Fundamental group of $\mathbb R^2 \setminus \mathbb Z^2$ is non-trivial.

Question

Show that $\pi_1 \left (\mathbb R^2 \setminus \mathbb Z^2 \right )$ is non-trivial.

My Attempt $:$

We know that $\mathbb R^2 \setminus \{(0,0) \}$ deformation retracts to $S^1.$ Scaling down by any $r \gt 0$ we can deform the punctured plane to a circle of radius $r$ and the deformation is precisely given by the continuous map $H : \mathbb R^2 \setminus \{(0,0) \} \times I \longrightarrow \mathbb R^2 \setminus \{(0,0) \}$ defined by $(x,t) \mapsto (1 - t) x + t \frac {r x} {\|x\|},$ $x \in \mathbb R^2 \setminus \{(0,0) \}$ and $t \in I.$ One can easily show that $H$ is a strong deformation retract and consequently all the points on the circle $C_r$ centered at the origin and radius $r \gt 0$ remains fixed during the homotopy. Now fix some $0 \lt r \lt 1$ and consider the loop $\gamma$ in $\mathbb R^2 \setminus \{(0,0) \}$ which traverses the circle $C_r$ once in the anticlockwise direction. Then after deformation $\gamma$ maps to itself which is a non-trivial loop in $C_r$ as $\pi_1 (C_r) \cong \mathbb Z$ and $\gamma$ corresponds to $1 \in \mathbb Z.$ So $\gamma,$ thought of as a loop in $\mathbb R^2 \setminus \{(0,0) \},$ is non-trivial as well since $\pi_1 (C_r) \cong \pi_1 \left (\mathbb R^2 \setminus \{(0,0) \} \right ).$ Then it follows that $\gamma$ is non-trivial when considered it as a loop in $\mathbb R^2 \setminus \mathbb Z^2$ as $\mathbb R^2 \setminus \mathbb Z^2 \subseteq \mathbb R^2 \setminus \{(0,0) \}.$

Am I right with my reasoning or is there anything needs to be added? Any suggestion in this regard would be warmly appreciated.

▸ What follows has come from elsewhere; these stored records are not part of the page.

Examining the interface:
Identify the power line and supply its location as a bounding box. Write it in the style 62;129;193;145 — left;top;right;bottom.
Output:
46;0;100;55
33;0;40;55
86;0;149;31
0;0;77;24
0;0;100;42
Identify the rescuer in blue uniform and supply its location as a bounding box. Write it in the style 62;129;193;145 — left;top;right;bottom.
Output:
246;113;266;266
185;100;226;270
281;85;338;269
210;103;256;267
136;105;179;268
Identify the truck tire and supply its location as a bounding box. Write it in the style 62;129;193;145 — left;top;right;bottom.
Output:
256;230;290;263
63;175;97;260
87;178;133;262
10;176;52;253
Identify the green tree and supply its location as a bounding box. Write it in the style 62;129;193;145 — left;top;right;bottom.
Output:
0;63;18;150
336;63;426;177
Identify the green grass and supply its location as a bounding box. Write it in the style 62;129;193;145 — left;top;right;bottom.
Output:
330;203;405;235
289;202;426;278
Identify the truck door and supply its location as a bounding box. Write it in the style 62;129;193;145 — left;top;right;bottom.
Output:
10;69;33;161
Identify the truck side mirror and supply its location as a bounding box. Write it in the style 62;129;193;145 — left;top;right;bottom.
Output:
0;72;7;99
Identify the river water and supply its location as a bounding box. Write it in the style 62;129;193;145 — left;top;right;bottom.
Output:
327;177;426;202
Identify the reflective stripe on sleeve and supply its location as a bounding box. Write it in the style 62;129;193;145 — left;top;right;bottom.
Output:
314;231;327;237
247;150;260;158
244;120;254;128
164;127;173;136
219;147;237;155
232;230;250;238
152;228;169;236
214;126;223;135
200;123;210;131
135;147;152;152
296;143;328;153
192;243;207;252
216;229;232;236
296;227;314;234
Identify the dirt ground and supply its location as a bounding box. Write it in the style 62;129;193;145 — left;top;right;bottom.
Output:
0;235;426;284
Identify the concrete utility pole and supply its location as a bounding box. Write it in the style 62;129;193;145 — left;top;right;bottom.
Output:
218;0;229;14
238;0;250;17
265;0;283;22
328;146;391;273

Thanks for investing your valuable time on my question.

Answer 1

Your proof is absolutely correct. Here is a suggestion making it a bit more "elegant".

Let $X = \mathbb R^2 \setminus \mathbb Z^2$ and $C \subset X$ be the circle with center at the origin and radius $1/2$. Let $i : C \to X$ be the inclusion.

There is a retraction $r : X \to C$ given by $r(x) = \dfrac{x}{2\lVert x \rVert}$.

Then $r \circ i = id_C$ and therefore $$r_* \circ i_* = id$$ for the induced homomorphisms on the fundamental groups (as basepoint for both spaces $C,X$ take any $c_0 \in C)$. This makes it impossible that $\pi_1(\mathbb R^2 \setminus \mathbb Z^2) = 0$ because in that case we would get $r_* \circ i_* = 0$ which contradicts the fact that $\pi_1(C) \ne 0$.